I’ve been discussing anti-fraud programs for the insurance industry, and how analytics can be used to detect fraudulent claims. If you haven’t already, you may want to read earlier posts in this series:
- Part 1: Implementing an anti-fraud program.
- Part 2: Three lines of defense in an anti-fraud program.
Segmentation of claims
A side benefit of developing analytics for an anti-fraud program is the ability to segment claims. Using cluster analysis and pattern analysis, insurers can identify assignments and behaviors throughout the life cycle of the claim.
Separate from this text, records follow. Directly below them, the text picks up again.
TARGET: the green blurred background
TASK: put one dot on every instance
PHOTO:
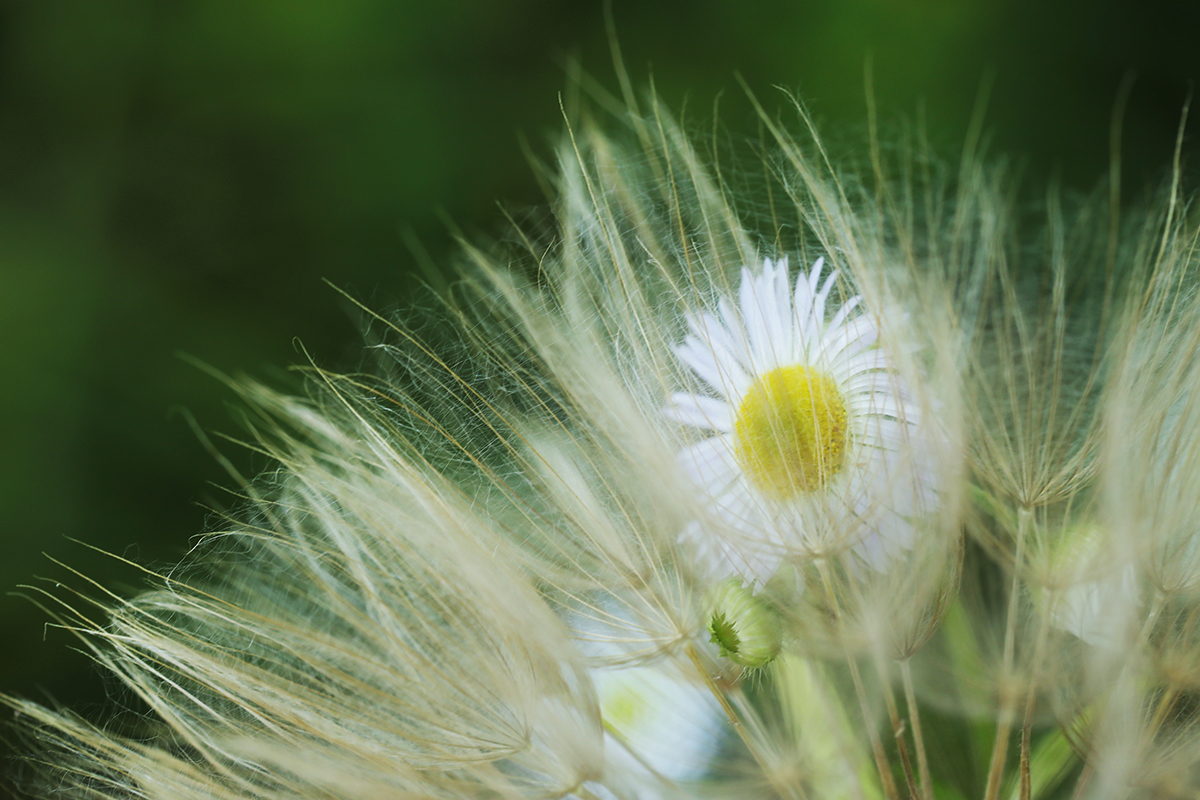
(180, 175)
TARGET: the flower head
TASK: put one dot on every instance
(809, 447)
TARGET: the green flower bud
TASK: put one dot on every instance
(744, 626)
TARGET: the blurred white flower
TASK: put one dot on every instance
(810, 447)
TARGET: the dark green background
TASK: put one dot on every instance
(179, 175)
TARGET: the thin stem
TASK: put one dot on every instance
(1030, 702)
(918, 737)
(881, 762)
(898, 728)
(1007, 699)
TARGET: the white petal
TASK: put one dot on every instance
(709, 464)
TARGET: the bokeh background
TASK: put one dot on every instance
(179, 176)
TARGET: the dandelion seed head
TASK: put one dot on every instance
(790, 433)
(743, 626)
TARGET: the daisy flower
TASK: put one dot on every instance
(810, 432)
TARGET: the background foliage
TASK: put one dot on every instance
(179, 175)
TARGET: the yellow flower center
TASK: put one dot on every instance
(790, 435)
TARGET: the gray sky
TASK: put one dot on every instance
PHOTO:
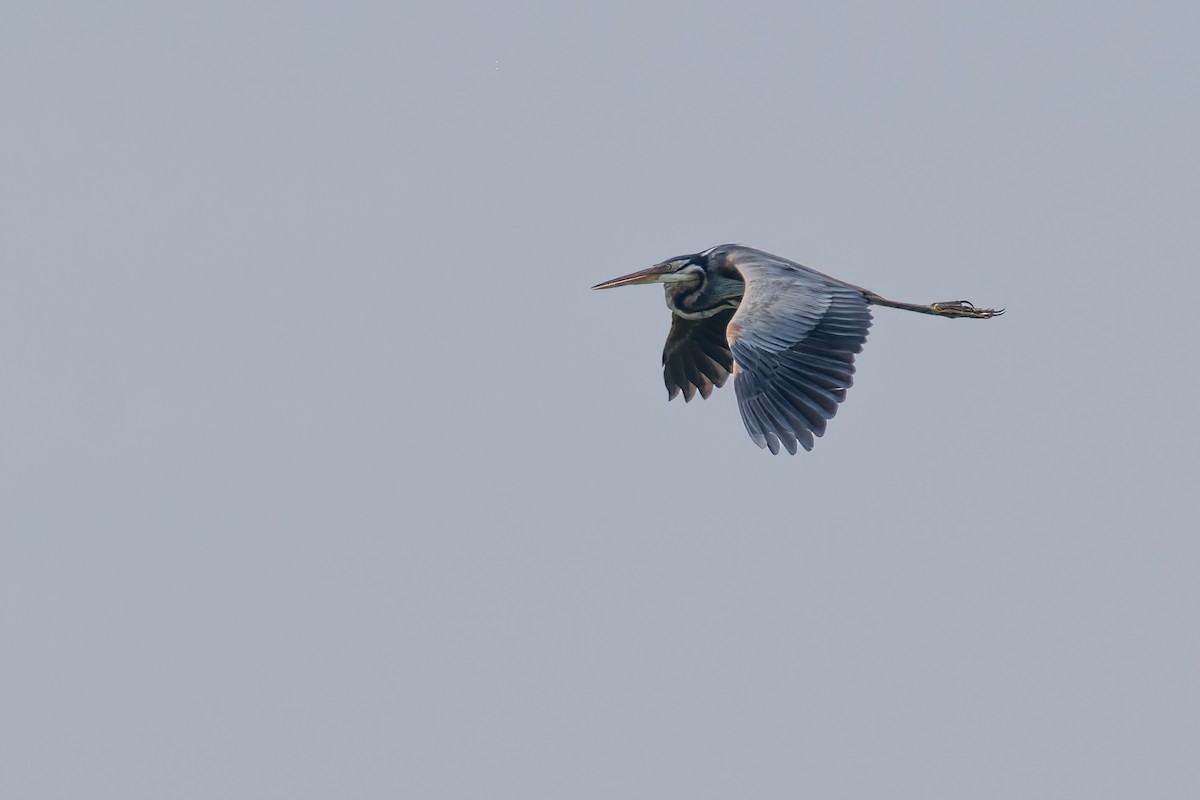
(324, 475)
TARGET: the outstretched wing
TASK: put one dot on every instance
(793, 341)
(697, 355)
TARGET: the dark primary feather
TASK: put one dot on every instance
(793, 340)
(697, 356)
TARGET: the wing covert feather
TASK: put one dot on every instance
(793, 341)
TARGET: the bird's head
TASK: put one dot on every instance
(684, 269)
These insights can benefit the claim-handling process to improve efficiency and effectiveness, and can ultimately help carriers achieve competitive differentiation.
Further, intelligence from claim handling can benefit the underwriting operation to create a better understanding of risk. This can translate into more accurate policy writing and pricing, which benefits both insurer and consumer.
Measurements of success
Once you have implemented an anti-fraud program, it is important to have metrics to determine whether the initiative has been successful. Possible criteria include:
- Reduction in rate of false positives. This will vary between carriers and depends on the sophistication of current fraud-detection techniques.
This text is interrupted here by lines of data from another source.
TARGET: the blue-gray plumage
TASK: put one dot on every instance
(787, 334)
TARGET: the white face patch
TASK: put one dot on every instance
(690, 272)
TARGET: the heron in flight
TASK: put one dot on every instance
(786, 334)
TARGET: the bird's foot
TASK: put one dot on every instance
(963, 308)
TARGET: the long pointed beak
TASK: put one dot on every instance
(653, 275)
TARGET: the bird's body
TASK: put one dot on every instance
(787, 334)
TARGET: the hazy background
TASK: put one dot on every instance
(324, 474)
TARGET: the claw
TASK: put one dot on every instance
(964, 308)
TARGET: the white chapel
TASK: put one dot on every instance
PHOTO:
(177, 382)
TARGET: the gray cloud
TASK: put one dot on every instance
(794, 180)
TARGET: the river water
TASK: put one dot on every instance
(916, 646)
- Decreased cost of fraudulent investigations. As more sophisticated data analytics are used, investigations personnel have more data to draw from. This reduces the time required to investigate a suspect claim.
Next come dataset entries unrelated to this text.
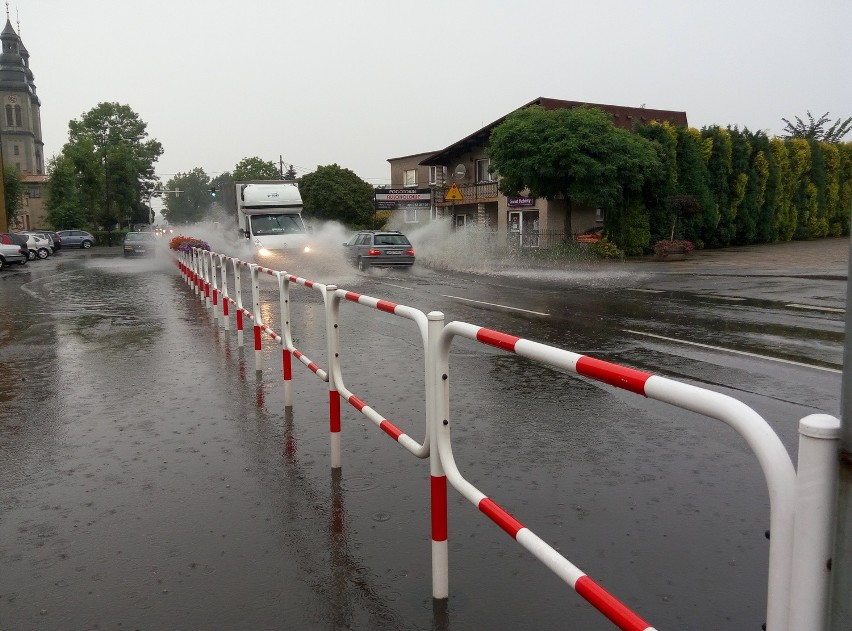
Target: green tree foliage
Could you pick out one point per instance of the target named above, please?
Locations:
(815, 129)
(255, 169)
(193, 203)
(334, 193)
(65, 208)
(720, 169)
(114, 161)
(576, 154)
(14, 193)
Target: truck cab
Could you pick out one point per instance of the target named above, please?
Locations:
(270, 215)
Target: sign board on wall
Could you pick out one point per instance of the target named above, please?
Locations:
(520, 202)
(403, 198)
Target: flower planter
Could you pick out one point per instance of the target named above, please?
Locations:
(673, 250)
(673, 254)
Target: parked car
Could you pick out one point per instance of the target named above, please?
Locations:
(57, 239)
(140, 244)
(13, 238)
(12, 253)
(38, 247)
(77, 238)
(592, 235)
(44, 234)
(379, 248)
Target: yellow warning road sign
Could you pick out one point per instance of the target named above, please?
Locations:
(454, 194)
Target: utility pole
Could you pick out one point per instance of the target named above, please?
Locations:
(840, 614)
(4, 218)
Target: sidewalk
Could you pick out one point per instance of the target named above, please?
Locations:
(826, 258)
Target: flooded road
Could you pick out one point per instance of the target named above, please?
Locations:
(150, 479)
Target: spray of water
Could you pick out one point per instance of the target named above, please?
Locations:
(438, 246)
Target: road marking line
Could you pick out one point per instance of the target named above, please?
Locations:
(397, 286)
(815, 308)
(491, 304)
(730, 350)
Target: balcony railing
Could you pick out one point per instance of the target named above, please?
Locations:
(472, 193)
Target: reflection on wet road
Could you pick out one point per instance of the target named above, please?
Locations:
(150, 479)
Anti-fraud programs benefit consumers
Though the challenges of implementing an anti-fraud program can be significant, the return on investment is quite high. Reducing the payouts due to fraudulent claims can result in significant savings for the insurer.
Equally important, as insurers shift focus to claims that are truly fraudulent, customer satisfaction and retention will improve. The cost savings from a successful anti-fraud program can be passed onto consumers, saving non-fraudulent customers money through lower premiums.